Keen to preserve social stability, and with it the Communist Party's control, China's leaders have moved swiftly at home to change the narrative on the coronavirus from "slow to respond" to "we are fighting this together."
Rallying songs are populating state media. Officials speak in terms of a great battle and China's history of triumphing over adversity. They've cordoned off a chunk of the country to contain the virus (nearly 25,000 confirmed cases, 490 deaths), building hospitals from scratch and sending in vast medical crews.
It's not just the internal politics that China has to get on top of. There's defusing the narrative overseas that its early reactions were slow, suspicious, and lacking transparency.
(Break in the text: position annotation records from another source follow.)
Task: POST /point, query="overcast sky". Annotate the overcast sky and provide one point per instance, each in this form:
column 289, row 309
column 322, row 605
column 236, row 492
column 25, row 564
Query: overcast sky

Because it must limit the damage to its economy.
While China needs to keep large parts of itself closed, it needs the rest of the world to stay somewhat open. It has been leaning on smaller states to limit their travel bans and keep goods moving.
We see Indonesia hastily scrapping a plan to halt Chinese food imports. Pakistan cancels but then quickly resumes flights to China. Hong Kong is keeping some border traffic open despite big protests.
And Cambodian Prime Minister Hun Sen is going today to China, investment from which has benefited his country. He even wanted to visit Wuhan (Beijing politely pointed out that would be too risky).
Even so, Beijing has struggled to get bigger Western economies to ease travel curbs. Convincing the public at home may be easier than convincing skeptical governments abroad.